Il 21 maggio 1971, l'allevatore di suini Bert Verbakel avviò la sua attività nel settore delle attrezzature per l'allevamento suino. Inizialmente, le attività si svolgevano in un fienile vicino alla sua abitazione a Nijnsel. Dopo 7 anni, tuttavia, l’officina divenne troppo piccola e l’azienda si trasferì nella zona industriale di Nijnsel (Paesi Bassi), dove ha ancora oggi la propria sede.
Ben presto Bert si specializzò nello sviluppo e nella produzione di mangiatoie per suini, poiché riteneva che i metodi di alimentazione esistenti non soddisfacessero le sue esigenze di allevatore di suini.
All’inizio degli anni ’70 le mangiatoie erano realizzate in parte in cemento-amianto e acciaio, ma alla fine degli anni ’70 Bert fu il primo produttore a passare alle lastre di plastica riciclata, all’epoca ancora sconosciute, che aveva scoperto alla fiera agricola Pig&Poultry in Inghilterra. Queste lastre erano realizzate con granuli fusi di polietilene (PE) riciclato, ottenuto, tra l’altro, da plastica agricola. In media, Verbakel lavora già da 40 anni consecutivi 700.000 chili di plastica riciclata all’anno, il che significa che in tutti questi anni un’enorme quantità di plastica usata è stata sottratta all’ambiente e trasformata in prodotti destinati all’allevamento suino. Un risultato di cui VERBA, ma certamente anche i clienti di VERBA e il settore suinicolo, possono andare fieri.
VERBA Riusciva a tagliare, forare e modellare a caldo le lastre di plastica senza problemi.

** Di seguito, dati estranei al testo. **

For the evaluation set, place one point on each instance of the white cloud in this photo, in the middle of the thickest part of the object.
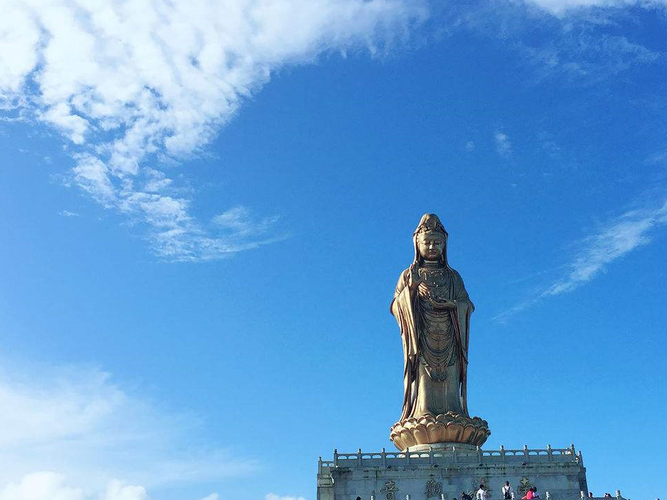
(129, 83)
(273, 496)
(609, 243)
(81, 426)
(52, 486)
(561, 6)
(503, 144)
(615, 239)
(67, 213)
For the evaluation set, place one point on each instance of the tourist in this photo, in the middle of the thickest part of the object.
(508, 494)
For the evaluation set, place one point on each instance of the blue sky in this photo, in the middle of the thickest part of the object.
(205, 208)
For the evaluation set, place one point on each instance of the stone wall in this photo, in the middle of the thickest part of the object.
(444, 471)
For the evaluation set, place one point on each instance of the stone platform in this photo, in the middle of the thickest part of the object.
(443, 471)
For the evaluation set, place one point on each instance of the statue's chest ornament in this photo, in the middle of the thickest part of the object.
(433, 277)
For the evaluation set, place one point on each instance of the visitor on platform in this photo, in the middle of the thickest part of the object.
(507, 491)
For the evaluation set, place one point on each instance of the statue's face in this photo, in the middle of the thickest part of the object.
(431, 245)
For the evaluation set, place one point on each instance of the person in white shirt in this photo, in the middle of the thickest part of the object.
(508, 493)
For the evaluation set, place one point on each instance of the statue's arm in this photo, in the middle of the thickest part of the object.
(400, 286)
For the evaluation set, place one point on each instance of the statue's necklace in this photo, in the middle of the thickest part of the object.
(432, 276)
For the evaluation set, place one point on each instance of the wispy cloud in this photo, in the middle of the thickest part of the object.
(67, 213)
(84, 430)
(563, 6)
(131, 83)
(52, 486)
(273, 496)
(596, 252)
(578, 45)
(503, 144)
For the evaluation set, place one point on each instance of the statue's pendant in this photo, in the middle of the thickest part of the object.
(432, 277)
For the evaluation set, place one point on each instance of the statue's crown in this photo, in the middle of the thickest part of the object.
(430, 223)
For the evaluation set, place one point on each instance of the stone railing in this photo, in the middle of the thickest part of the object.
(451, 455)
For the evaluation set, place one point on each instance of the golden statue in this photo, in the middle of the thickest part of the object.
(433, 310)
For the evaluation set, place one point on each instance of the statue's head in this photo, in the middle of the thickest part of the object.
(430, 240)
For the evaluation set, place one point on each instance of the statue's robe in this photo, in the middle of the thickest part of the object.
(435, 345)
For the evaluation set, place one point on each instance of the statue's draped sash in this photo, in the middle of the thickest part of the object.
(406, 308)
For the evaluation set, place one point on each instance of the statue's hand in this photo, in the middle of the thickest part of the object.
(413, 277)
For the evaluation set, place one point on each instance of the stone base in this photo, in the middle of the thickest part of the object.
(450, 469)
(448, 427)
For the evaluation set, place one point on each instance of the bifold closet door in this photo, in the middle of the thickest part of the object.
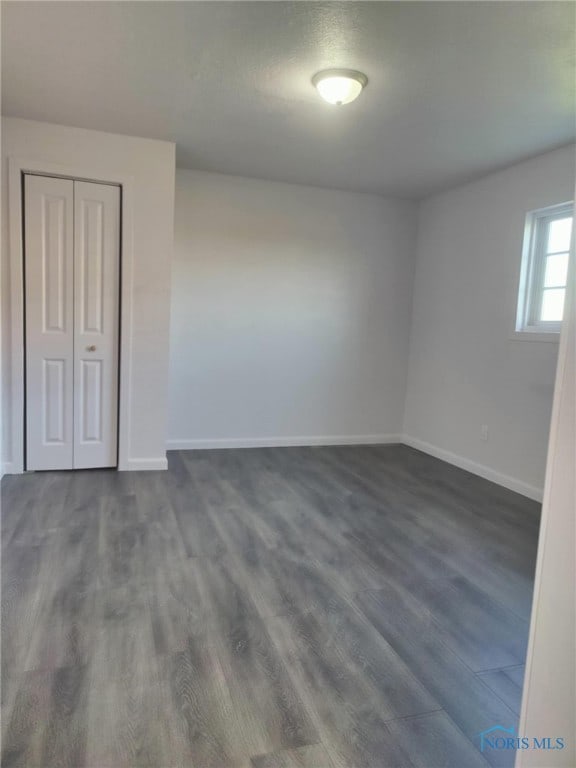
(96, 323)
(72, 277)
(49, 280)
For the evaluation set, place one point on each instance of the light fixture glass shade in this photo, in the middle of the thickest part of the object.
(339, 86)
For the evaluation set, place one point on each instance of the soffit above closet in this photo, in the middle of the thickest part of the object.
(455, 89)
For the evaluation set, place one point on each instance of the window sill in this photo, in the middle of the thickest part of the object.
(553, 336)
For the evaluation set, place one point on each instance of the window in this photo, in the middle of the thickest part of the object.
(544, 269)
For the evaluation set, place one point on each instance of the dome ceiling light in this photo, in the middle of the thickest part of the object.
(339, 86)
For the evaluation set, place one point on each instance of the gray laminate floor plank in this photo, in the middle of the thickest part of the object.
(507, 684)
(470, 704)
(269, 608)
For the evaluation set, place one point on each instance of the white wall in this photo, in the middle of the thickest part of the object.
(549, 697)
(290, 313)
(151, 166)
(466, 368)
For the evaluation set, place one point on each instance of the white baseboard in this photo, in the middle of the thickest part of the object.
(512, 483)
(143, 465)
(280, 442)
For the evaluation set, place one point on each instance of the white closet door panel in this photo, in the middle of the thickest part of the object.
(96, 317)
(48, 271)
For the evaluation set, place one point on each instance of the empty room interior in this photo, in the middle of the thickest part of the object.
(287, 384)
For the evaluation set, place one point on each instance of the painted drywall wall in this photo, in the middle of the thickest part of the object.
(290, 313)
(549, 697)
(466, 366)
(151, 166)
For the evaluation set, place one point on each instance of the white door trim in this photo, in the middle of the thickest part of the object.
(17, 166)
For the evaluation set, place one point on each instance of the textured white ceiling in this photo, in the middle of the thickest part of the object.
(456, 89)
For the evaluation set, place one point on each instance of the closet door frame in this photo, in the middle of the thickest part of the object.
(17, 168)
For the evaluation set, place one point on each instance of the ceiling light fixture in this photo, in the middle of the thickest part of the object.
(339, 86)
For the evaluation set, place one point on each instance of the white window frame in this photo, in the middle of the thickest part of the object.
(531, 276)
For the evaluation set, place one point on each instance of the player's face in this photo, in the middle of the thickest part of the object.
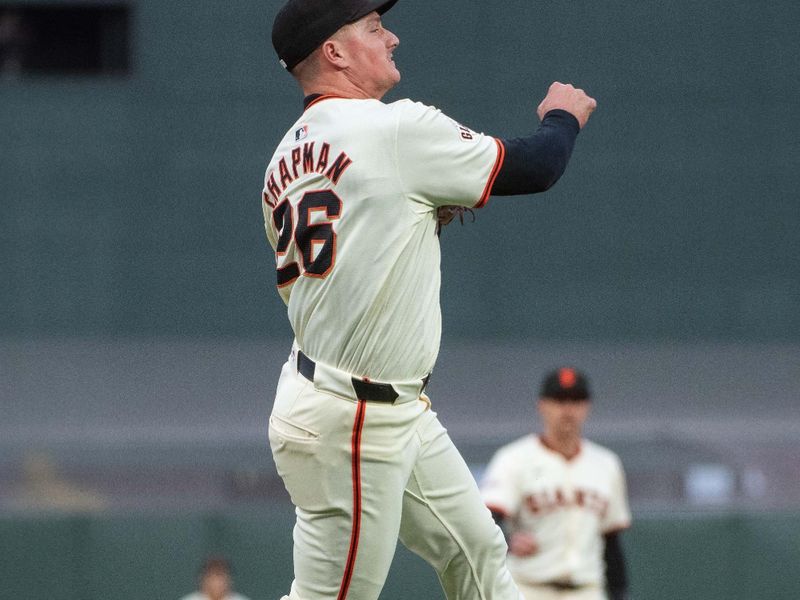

Grazie a questa flessibilità e al desiderio di Bert, allevatore di suini, di avere una mangiatoia perfetta, nacque ben presto la “brijbak”.
Grazie al successo di questa vasca di miscelazione in plastica, i cui principi fondamentali e le cui dimensioni accuratamente studiate si ritrovano ancora oggi in molti prodotti attuali, l’azienda è cresciuta molto rapidamente e ha gettato solide basi. Ciò ha consentito a VERBA di adattare ancora meglio le mangiatoie alle esigenze del settore suinicolo in espansione. Lo spreco di mangime, ad esempio, è sempre stato un punto chiave per VERBA. Una riduzione dell’1% dello spreco di mangime, facilmente ottenibile con una mangiatoia di qualità, si traduce rapidamente in un risparmio di molte migliaia di euro all’anno sui costi di alimentazione. Secondo VERBA, una buona mangiatoia è quindi quasi sempre un investimento sottovalutato, ma sicuramente uno dei più importanti, se non il più importante, negli allevamenti suini. Una buona mangiatoia, infatti, previene quotidianamente inutili sprechi di mangime, riduce la quantità di mangime e acqua che finisce nella fossa di letame, favorisce la crescita dei suini e semplifica il lavoro. La differenza tra una mangiatoia di buona qualità e una di qualità inferiore spesso non è facilmente individuabile a prima vista, ma risiede in dettagli quali una finitura liscia, bordi anti-fuoriuscita chiusi, una corretta regolazione e l’utilizzo di materiali di alta qualità.
A distanza di 50 anni, il fondatore Bert Verbakel è ancora il proprietario dell’azienda di famiglia VERBA e la produzione degli oltre 200 modelli di mangiatoie, culle per maialini e piastre riscaldanti di varie dimensioni e tipologie avviene tuttora nel proprio stabilimento nei Paesi Bassi. Ciò garantisce l’alta qualità e tempi di consegna rapidi. Ormai da oltre 5 anni la gestione quotidiana di VERBA è affidata a Jeroen Gloudemans, cugino di Bert, che ha imparato da lui tutti i segreti della produzione delle mangiatoie.
VERBA è ancora oggi nota per le sue mangiatoie per suini di alta qualità, progettate con grande cura e distribuite in tutto il mondo. Per «alta qualità», VERBA intende robustezza, rispetto per gli animali, igiene, facilità d’uso e un’eccellente conversione alimentare. Requisiti che tutti i prodotti VERBA soddisfano.